Фролов вздохнул, бросил ему кисет.
— Ты танкист, дядь? — спросил Сашка.
— Нет. Почему? Пехота.
— Царица полей! — не очень уважительно сказал Сашка. — А мой батяня танкистом был. В танке сгорел. Ты видал, как танки горят?
— Я все видал, — ответил Фролов.
— Я тоже, — сказал Сашка. — Как стог сена, — ух!— полыхают. Только дым черный словно деготь. Страхота! У тебя есть дети?
— Нету.
— Чего ж так?
— Не женился.
— Женись, — посоветовал Сашка, — плохо одному, без бабы.
— Женюсь, — пообещал Фролов.
Сашка затянулся, выпустил дым и, подумав, сказал таким тоном, словно был очень озабочен фроловской судьбой:
— Ты на нашей тетке Марусе женись, она хозяйственная.
На крыльце кто-то засмеялся.
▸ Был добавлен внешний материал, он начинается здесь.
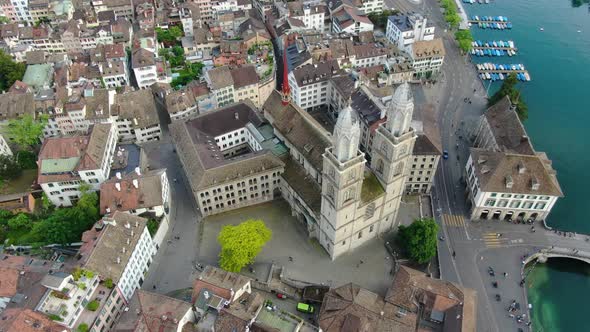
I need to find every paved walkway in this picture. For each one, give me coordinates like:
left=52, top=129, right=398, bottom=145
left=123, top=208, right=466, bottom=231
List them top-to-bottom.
left=199, top=200, right=392, bottom=295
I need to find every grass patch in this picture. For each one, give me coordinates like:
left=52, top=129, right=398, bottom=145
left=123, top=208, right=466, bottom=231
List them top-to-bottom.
left=361, top=172, right=385, bottom=203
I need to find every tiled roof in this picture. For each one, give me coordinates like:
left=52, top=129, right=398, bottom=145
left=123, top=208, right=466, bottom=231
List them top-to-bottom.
left=412, top=38, right=445, bottom=59
left=131, top=48, right=156, bottom=68
left=293, top=60, right=344, bottom=87
left=231, top=65, right=259, bottom=89
left=207, top=66, right=234, bottom=90
left=113, top=89, right=160, bottom=128
left=263, top=90, right=332, bottom=171
left=0, top=92, right=35, bottom=121
left=170, top=103, right=283, bottom=190
left=38, top=123, right=112, bottom=183
left=412, top=134, right=441, bottom=155
left=470, top=148, right=563, bottom=197
left=281, top=155, right=322, bottom=216
left=100, top=170, right=166, bottom=214
left=82, top=212, right=147, bottom=283
left=0, top=267, right=19, bottom=297
left=319, top=284, right=416, bottom=332
left=114, top=289, right=192, bottom=332
left=0, top=308, right=70, bottom=332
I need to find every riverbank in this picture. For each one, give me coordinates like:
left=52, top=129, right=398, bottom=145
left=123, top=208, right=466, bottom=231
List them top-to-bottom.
left=468, top=0, right=590, bottom=332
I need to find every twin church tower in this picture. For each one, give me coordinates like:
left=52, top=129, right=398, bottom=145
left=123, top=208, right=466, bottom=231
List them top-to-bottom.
left=318, top=83, right=417, bottom=259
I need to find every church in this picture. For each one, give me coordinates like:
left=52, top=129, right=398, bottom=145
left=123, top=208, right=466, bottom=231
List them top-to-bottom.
left=263, top=83, right=417, bottom=259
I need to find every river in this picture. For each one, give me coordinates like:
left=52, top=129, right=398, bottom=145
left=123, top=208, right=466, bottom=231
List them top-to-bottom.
left=464, top=0, right=590, bottom=332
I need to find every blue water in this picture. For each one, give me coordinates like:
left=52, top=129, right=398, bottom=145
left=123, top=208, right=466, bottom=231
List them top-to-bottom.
left=464, top=0, right=590, bottom=332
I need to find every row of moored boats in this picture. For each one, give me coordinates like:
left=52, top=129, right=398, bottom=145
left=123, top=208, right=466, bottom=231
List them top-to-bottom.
left=471, top=15, right=508, bottom=23
left=471, top=40, right=515, bottom=48
left=471, top=48, right=516, bottom=56
left=476, top=62, right=525, bottom=71
left=479, top=71, right=531, bottom=82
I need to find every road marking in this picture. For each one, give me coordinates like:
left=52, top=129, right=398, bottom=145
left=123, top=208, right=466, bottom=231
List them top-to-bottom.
left=442, top=214, right=465, bottom=227
left=483, top=233, right=507, bottom=248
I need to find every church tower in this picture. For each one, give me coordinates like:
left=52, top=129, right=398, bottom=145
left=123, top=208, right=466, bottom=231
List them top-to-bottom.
left=371, top=83, right=417, bottom=232
left=319, top=105, right=366, bottom=258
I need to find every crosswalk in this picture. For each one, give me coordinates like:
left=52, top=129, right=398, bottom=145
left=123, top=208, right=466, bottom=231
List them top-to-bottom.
left=443, top=214, right=465, bottom=227
left=483, top=233, right=506, bottom=248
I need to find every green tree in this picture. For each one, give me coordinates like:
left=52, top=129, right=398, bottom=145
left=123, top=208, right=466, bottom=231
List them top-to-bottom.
left=367, top=9, right=400, bottom=29
left=156, top=26, right=182, bottom=46
left=455, top=30, right=473, bottom=53
left=0, top=50, right=26, bottom=91
left=488, top=73, right=529, bottom=121
left=7, top=114, right=47, bottom=148
left=0, top=155, right=23, bottom=181
left=8, top=213, right=33, bottom=229
left=397, top=218, right=438, bottom=264
left=217, top=219, right=272, bottom=272
left=86, top=300, right=100, bottom=311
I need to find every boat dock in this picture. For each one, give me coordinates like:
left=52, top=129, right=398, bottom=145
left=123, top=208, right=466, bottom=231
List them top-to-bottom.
left=467, top=15, right=512, bottom=30
left=471, top=40, right=517, bottom=56
left=476, top=62, right=531, bottom=82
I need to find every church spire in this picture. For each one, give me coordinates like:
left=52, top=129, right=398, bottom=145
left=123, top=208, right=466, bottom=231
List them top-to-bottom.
left=281, top=36, right=291, bottom=106
left=386, top=82, right=414, bottom=136
left=332, top=104, right=361, bottom=162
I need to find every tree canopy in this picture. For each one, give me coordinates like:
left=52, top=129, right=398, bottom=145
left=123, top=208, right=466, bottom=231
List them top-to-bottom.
left=440, top=0, right=461, bottom=29
left=367, top=9, right=399, bottom=29
left=156, top=26, right=182, bottom=47
left=455, top=30, right=473, bottom=53
left=0, top=50, right=27, bottom=91
left=170, top=62, right=206, bottom=90
left=488, top=73, right=529, bottom=121
left=7, top=114, right=47, bottom=149
left=0, top=155, right=23, bottom=181
left=0, top=187, right=99, bottom=245
left=397, top=218, right=438, bottom=264
left=217, top=219, right=272, bottom=272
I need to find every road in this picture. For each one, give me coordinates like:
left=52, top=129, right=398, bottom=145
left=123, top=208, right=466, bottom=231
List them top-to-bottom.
left=386, top=0, right=590, bottom=332
left=142, top=99, right=201, bottom=294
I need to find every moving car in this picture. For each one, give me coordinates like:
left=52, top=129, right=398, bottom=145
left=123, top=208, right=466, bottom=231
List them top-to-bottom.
left=297, top=302, right=314, bottom=314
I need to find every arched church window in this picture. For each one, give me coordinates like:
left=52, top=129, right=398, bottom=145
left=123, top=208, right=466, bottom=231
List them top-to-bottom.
left=399, top=145, right=408, bottom=156
left=377, top=159, right=383, bottom=174
left=393, top=162, right=404, bottom=176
Фролов обернулся, увидел тетку Марусю и смутился.
— Сосватал? — весело спросила она.
Фролов не то чтобы не узнавал в ней вчерашнюю усталую, измотанную женщину, потерявшую возраст, а удивлялся ее молодости и даже прелести, отчего-то не замеченной им накануне. У нее были черные, глубокие глаза, пухлые губы и упругие щеки с пушком на скулах.
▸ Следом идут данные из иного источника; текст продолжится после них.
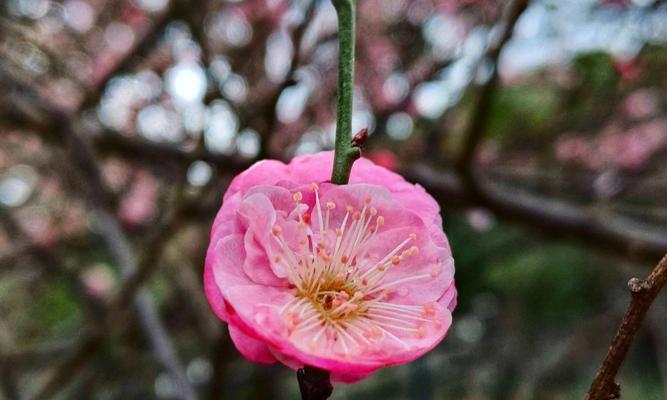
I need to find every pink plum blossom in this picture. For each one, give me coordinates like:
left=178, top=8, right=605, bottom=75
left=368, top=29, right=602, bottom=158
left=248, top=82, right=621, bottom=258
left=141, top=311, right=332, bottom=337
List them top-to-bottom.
left=204, top=152, right=457, bottom=382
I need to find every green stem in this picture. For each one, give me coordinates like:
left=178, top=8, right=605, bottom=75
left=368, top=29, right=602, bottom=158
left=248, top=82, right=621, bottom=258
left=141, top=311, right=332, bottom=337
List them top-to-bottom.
left=331, top=0, right=360, bottom=185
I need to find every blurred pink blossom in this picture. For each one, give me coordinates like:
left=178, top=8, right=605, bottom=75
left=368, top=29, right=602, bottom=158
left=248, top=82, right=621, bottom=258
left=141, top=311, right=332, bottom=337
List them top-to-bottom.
left=623, top=89, right=658, bottom=119
left=556, top=118, right=667, bottom=170
left=367, top=149, right=398, bottom=171
left=204, top=152, right=456, bottom=382
left=118, top=171, right=158, bottom=225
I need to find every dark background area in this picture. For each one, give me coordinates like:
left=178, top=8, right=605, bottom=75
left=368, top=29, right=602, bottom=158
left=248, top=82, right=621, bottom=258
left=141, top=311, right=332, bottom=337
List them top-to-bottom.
left=0, top=0, right=667, bottom=400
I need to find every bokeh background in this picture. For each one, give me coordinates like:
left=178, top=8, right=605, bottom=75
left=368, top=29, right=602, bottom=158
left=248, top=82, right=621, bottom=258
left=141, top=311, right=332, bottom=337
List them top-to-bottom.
left=0, top=0, right=667, bottom=400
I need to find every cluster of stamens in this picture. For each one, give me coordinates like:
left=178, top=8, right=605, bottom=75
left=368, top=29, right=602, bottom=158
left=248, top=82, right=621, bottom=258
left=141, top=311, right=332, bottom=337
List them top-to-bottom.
left=272, top=184, right=441, bottom=355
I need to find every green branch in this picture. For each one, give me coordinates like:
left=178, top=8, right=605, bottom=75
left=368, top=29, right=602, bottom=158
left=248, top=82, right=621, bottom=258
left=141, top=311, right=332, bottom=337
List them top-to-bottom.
left=331, top=0, right=361, bottom=185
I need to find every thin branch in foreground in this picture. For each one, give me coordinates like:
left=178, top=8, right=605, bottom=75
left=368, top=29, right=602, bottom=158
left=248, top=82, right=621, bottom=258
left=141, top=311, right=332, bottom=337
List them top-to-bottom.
left=586, top=255, right=667, bottom=400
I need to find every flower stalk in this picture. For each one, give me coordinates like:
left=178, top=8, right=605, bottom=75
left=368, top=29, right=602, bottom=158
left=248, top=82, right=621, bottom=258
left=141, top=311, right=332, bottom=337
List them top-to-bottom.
left=331, top=0, right=361, bottom=185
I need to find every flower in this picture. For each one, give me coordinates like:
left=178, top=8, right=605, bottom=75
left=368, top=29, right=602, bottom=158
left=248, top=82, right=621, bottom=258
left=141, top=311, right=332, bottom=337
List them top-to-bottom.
left=204, top=152, right=456, bottom=382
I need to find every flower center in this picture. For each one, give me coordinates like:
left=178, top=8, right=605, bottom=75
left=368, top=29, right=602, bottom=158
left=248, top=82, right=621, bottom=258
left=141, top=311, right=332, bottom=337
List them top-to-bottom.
left=273, top=184, right=440, bottom=355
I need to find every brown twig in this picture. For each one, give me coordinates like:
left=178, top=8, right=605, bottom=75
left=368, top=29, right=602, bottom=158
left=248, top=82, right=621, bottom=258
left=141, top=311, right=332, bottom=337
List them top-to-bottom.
left=457, top=0, right=528, bottom=177
left=401, top=165, right=667, bottom=260
left=34, top=187, right=194, bottom=400
left=586, top=255, right=667, bottom=400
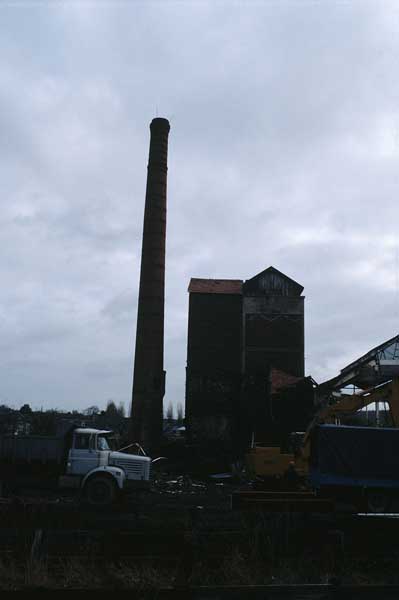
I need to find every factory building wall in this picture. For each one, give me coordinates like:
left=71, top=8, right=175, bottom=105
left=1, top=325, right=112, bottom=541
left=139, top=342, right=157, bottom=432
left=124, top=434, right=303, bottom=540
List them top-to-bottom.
left=186, top=267, right=304, bottom=448
left=186, top=293, right=242, bottom=442
left=243, top=296, right=305, bottom=377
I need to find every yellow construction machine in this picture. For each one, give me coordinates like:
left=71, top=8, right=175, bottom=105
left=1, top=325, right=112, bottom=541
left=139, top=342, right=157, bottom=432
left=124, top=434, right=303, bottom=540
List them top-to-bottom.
left=246, top=378, right=399, bottom=480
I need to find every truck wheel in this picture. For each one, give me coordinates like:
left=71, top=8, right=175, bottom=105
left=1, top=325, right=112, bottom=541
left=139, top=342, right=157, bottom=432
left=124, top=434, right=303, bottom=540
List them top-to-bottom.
left=85, top=475, right=116, bottom=506
left=367, top=490, right=389, bottom=513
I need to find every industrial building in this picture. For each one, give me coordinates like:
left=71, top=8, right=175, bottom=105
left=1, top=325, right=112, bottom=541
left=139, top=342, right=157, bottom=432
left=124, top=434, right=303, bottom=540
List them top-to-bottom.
left=186, top=267, right=314, bottom=451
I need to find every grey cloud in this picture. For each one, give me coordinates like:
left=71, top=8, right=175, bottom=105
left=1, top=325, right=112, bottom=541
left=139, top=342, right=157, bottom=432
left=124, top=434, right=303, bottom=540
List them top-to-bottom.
left=0, top=0, right=399, bottom=408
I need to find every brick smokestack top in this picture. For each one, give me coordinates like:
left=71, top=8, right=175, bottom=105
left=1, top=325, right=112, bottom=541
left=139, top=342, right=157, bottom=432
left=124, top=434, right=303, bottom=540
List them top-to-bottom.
left=132, top=118, right=170, bottom=450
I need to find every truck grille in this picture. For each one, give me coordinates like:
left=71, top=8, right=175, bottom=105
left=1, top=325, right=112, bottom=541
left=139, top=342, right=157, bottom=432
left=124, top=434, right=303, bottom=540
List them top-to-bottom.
left=114, top=460, right=148, bottom=479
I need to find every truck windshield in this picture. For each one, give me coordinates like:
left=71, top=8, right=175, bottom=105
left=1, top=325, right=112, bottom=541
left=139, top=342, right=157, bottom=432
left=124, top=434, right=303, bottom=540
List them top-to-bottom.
left=97, top=435, right=110, bottom=450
«А что? — подумал Фролов, отведя глаза от ее лица. — Запросто мог бы жениться. Прокормил бы и ее, и ребятишек, всю ораву. Чай, не без рук, не без ног и умственно не отсталый!»
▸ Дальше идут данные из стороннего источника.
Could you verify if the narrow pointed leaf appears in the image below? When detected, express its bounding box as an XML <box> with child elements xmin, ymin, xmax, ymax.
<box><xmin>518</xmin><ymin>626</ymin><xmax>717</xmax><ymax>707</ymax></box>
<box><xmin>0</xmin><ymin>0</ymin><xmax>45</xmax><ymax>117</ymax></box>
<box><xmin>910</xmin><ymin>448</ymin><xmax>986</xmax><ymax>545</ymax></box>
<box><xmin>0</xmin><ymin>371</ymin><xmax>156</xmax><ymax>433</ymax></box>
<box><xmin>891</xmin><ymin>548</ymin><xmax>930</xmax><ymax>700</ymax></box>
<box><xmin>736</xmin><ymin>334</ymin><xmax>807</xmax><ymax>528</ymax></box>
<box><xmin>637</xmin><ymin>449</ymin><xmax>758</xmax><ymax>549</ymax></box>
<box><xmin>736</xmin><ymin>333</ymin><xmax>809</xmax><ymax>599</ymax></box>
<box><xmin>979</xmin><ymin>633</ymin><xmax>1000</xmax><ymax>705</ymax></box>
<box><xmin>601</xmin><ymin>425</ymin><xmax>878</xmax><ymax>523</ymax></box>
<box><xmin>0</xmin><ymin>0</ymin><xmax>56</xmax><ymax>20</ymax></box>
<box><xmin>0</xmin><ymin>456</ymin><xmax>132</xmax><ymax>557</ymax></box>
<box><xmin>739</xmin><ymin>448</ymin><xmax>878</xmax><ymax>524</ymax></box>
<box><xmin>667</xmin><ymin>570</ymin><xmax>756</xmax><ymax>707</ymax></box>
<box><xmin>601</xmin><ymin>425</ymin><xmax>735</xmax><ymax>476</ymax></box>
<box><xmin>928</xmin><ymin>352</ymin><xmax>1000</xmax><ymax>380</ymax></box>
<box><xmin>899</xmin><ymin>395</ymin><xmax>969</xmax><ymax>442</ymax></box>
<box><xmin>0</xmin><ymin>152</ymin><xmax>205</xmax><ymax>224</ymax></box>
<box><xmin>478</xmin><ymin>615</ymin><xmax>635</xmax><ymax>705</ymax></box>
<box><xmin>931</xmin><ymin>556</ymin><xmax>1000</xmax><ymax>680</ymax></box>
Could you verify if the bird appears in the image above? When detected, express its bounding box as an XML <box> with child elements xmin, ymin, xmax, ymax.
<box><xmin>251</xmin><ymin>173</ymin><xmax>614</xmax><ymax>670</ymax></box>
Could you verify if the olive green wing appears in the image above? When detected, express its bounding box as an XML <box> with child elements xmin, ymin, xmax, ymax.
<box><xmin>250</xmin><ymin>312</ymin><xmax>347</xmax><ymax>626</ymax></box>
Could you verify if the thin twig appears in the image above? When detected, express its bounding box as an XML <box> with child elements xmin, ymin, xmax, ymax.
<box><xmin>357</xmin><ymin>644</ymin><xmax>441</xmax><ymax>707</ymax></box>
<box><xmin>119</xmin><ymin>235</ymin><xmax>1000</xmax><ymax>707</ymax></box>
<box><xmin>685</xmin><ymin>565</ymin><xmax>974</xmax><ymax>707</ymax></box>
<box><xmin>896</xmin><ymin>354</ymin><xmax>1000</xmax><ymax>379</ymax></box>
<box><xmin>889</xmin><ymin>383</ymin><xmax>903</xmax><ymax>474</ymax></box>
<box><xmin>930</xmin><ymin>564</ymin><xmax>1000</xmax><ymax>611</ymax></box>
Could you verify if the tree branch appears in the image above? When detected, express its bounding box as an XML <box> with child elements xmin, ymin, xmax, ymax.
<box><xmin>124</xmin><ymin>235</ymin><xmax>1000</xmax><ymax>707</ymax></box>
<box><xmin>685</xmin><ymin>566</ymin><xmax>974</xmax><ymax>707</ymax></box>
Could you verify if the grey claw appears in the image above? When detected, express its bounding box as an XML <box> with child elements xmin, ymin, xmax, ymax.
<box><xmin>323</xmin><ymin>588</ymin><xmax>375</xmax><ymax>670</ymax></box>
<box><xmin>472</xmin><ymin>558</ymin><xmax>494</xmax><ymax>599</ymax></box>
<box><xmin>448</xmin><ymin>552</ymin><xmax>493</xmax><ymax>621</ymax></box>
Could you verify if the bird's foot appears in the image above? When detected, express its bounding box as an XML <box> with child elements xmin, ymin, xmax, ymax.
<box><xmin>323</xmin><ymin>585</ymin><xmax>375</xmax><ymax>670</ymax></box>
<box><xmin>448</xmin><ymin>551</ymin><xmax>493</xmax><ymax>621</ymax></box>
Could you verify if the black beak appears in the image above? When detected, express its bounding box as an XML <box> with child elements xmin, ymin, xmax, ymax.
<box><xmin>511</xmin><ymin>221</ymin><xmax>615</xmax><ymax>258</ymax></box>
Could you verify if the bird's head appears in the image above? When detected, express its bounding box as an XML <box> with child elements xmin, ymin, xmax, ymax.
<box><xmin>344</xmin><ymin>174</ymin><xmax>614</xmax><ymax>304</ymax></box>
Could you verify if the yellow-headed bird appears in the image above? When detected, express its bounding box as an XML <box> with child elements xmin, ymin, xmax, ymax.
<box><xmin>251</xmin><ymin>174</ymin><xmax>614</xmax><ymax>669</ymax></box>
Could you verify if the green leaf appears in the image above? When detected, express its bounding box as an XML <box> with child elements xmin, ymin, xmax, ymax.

Она нравилась ему. Вот она ловко умыла ребят у колодца, сама умылась и забелела лицом, а глазами зачернела еще ярче и стала совсем хороша.
Пока детишки уминали карасей и картошку, Фролов побежал за хлебом. Булочная далеко была, одна автобусная остановка, почти километр. Он сумел без очереди отовариться за три дня, чтоб гости его не голодали в дороге, прихватил конфет — карамельки с повидловой начинкой — и когда вернулся, была самая пора отправляться на станцию.
И грустно ему сразу стало, сердце защемило так, словно он провожал в безвозвратную дорогу близкую родню, свою кровь. Они посидели перед дорогой, помолчали, все как положено, и тронулись. Вышли за ворота, пошли гурьбой по улице, и тут вдруг Фролова осенила еще одна счастливая мысль. Он даже усовестился, почему эта мысль не пришла к нему ранее, а только в последний момент.
Фролов приказал всем идти, а сам побежал назад в избу. Он решил облагодетельствовать их окончательно, предоставив возможность спокойно, без хлопот, прямой дорогой добраться до города Чебоксары, до широкой матушки Волги. Такую возможность Фролов мог им предоставить очень даже просто, купив всем билеты до станции назначения. У него еще оставалось триста рублей, им в самый раз хватит, а уж он обойдется до зарплаты. Если подумать, то триста рублей не такие уж большие деньги: вчера в ресторане он оставил почти половину этой суммы.
Фролов вынул из заветного места деньги и догнал гостей.
Он шел по улице, будто глава большого хорошего семейства, держа за руку Женьку и Татку, которые прижимались к нему, как родные, соскучившиеся по отцовской ласке. А чуть сбоку, рядом, вышагивала Мария, словно бы его женка. Породистая, истинно крестьянская баба, тонкая лицом, как икона, крепкая телом, обильная грудями — вся приспособленная к земле и к домашности.
Этой бабе нужна всамделишная работа и в поле и в постели, без дураков. Ей мужик нужен под стать, справный, на козьем клею. Э-эх, там-то, на вольной матушке Волге, Фролов обхарчился бы, вошел бы в тело, выветрился бы из него весь дурной военный дух и стал бы он мирным гражданином у-ух какой крепости!
Фролов шел, будто глава хорошего семейства, обглядывал Марию, млел от теплоты детских рук в своих ладонях, отвечал на их реплики и их смех, а сам бросал взгляды по сторонам, гордясь, что посторонние люди смотрят отовсюду и гадают, куда и с кем насдобился заведующий складом.
А насдобился он не так уж далеко, до станции, не дальше. Это все игра, все шутки мечтательности, одни только вздохи и мучения души. Уедет Мария со своей оравой и вскорости возле вольной Волги-реки позабудет о дядьке Фролове, как о дыме дорожном.
Еще минут тридцать оставалось до поезда, не так много, но для Фролова много, ибо он уже и не знал, о чем еще ему говорить с Марией. Да и она тоже не знала. Словами они уже все сказали, и теперь у них начался другой разговор — взглядами. Такой разговор — взглядами — самый тяжелый, хоть и волнующий: за словом-то можно многое скрыть, а за взглядом ничего не скроешь, во взгляде нет лжи.